Por Sueli Carneiro no Jornal Correio Braziliense  – Coluna Opinião

Em segundo lugar, a miscigenação tem se constituído num instrumento eficaz de embranquecimento do país por meio da instituição de uma hierarquia cromática e de fenótipos que têm na base o negro retinto e no topo o ‘‘branco da terra”, oferecendo aos intermediários o benefício simbólico de estarem mais próximos do ideal humano, o branco. Isso tem impactado particularmente os negros brasileiros em função de tal imaginário social que indica uma suposta melhor aceitação social dos mais claros em relação aos mais escuros, o que parece ser o fator explicativo da diversidade de expressões que pessoas negras ou seus descendentes miscigenados adotam para se definirem racialmente tais como: moreno escuro, moreno claro, moreno-jambo, marrom-bombom, mulato, mestiço, caboclo, mameluco, cafuzo, ou seja, confusos, de tal maneira, que acabam todos agregados na categoria oficial do IBGE, pardo! Algo que ninguém consegue definir como raça ou cor. Talvez o termo pardo se preste apenas para agregar os que, por terem a sua identidade étnica e racial destroçada pelo racismo, pela discriminação e pelo ônus simbólico que a negritude contém socialmente, não sabem mais o que são ou simplesmente não desejam ser o que são.

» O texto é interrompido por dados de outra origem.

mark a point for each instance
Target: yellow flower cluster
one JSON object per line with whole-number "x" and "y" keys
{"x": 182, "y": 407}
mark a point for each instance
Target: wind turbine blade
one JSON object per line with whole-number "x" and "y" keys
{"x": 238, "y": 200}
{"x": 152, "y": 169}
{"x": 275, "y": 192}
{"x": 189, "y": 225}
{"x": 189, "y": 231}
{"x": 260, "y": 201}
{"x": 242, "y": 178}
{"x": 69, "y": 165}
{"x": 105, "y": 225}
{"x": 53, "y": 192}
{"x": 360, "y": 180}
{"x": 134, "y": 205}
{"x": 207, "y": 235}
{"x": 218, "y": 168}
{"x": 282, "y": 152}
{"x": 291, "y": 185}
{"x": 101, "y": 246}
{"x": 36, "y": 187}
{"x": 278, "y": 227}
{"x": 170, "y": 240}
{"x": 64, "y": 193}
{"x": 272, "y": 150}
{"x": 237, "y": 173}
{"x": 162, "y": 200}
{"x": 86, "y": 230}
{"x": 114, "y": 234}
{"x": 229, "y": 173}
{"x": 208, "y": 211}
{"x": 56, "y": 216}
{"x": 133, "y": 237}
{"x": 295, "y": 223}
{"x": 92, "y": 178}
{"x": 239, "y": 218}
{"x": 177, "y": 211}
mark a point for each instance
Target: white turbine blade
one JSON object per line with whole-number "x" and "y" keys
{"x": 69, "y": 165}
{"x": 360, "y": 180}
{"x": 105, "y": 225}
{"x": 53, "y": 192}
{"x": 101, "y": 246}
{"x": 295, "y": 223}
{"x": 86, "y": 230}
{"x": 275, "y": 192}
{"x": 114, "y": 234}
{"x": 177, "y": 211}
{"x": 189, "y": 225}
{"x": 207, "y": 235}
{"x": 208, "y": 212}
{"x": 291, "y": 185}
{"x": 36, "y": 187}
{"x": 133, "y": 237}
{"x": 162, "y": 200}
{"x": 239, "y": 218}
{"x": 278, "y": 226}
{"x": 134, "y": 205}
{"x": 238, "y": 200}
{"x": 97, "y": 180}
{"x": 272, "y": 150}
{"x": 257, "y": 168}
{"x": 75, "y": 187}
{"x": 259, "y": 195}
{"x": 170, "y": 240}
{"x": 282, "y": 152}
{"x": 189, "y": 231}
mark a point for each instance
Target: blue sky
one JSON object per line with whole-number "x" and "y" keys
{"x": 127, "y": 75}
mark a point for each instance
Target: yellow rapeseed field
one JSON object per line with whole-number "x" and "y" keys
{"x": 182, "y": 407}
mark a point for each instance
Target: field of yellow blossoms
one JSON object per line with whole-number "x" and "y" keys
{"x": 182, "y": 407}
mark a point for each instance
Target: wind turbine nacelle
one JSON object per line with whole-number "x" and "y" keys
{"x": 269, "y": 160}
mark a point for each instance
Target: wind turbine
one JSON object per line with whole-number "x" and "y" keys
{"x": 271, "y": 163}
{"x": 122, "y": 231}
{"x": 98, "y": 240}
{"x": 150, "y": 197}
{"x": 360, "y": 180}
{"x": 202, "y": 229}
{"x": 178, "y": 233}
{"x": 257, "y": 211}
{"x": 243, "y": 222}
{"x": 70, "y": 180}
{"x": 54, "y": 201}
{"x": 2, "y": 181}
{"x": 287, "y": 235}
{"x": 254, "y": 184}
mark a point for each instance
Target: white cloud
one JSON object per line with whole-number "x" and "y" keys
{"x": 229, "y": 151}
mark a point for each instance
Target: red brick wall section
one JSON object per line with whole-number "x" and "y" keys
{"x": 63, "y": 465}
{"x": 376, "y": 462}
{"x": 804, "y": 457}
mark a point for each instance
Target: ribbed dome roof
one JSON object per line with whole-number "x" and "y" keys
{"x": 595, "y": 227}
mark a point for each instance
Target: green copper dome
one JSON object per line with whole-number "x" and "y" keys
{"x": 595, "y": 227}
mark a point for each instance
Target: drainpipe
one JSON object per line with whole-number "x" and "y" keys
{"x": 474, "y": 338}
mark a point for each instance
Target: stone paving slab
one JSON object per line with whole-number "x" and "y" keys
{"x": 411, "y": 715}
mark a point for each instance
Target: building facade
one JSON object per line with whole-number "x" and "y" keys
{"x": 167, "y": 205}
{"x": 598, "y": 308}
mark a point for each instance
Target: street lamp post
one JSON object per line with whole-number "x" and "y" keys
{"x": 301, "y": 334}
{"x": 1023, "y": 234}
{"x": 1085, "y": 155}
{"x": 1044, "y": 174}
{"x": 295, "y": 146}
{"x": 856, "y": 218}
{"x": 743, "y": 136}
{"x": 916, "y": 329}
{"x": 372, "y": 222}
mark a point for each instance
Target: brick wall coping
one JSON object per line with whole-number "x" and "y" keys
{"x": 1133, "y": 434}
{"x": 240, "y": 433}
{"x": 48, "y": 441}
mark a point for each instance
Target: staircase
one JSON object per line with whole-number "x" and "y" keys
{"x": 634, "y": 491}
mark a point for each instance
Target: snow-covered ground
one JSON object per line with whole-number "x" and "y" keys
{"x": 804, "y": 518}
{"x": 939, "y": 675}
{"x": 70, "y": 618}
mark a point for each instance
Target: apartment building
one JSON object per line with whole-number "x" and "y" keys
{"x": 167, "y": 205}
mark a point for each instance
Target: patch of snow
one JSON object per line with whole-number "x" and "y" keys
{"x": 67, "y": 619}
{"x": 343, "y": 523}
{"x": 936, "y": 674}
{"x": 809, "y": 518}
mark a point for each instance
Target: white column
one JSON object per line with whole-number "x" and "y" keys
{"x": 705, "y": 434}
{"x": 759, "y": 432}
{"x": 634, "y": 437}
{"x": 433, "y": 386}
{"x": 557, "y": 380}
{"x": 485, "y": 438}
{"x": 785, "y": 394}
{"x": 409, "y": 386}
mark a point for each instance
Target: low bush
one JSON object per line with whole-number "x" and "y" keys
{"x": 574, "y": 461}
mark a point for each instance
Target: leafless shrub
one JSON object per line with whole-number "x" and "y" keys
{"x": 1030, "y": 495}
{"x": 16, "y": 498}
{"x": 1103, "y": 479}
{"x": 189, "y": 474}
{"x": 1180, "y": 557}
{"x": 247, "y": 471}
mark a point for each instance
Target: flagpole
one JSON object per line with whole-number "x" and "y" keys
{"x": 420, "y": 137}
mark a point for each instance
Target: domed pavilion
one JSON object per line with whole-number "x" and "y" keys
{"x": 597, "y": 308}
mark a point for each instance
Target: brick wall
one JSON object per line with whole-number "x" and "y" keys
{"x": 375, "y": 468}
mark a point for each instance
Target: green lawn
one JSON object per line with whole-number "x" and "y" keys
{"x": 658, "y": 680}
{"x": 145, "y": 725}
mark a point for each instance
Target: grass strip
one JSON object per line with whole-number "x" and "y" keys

Portanto, essas diferenciações vêm funcionando, com eficácia, como elementos de fragmentação da identidade negra e coibindo que esta se transforme em elemento aglutinador no campo político, para reivindicações coletivas por eqüidade racial, pois, ao contrário do que indica o imaginário social, pretos e pardos (conforme a nomenclatura do IBGE) compõem um agrupamento que, do ponto de vista dos indicadores sociais, apresenta condições de vida semelhantes e igualmente inferiores quando comparadas ao grupo branco, razão pela qual se define hoje, política e sociologicamente, a categoria negra, como a somatória daqueles que o censo classifica como pretos e pardos.
Daí decorre a importância da campanha ‘‘Não deixe sua cor passar em branco” desencadeada recentemente em Salvador a propósito do censo de 2000, cujo objetivo é a sensibilização dos negros e seus descendentes para a maneira como se vem processando a manipulação da identidade étnico-racial dos negros brasileiros e sobre a importância da assunção da identidade historicamente negada.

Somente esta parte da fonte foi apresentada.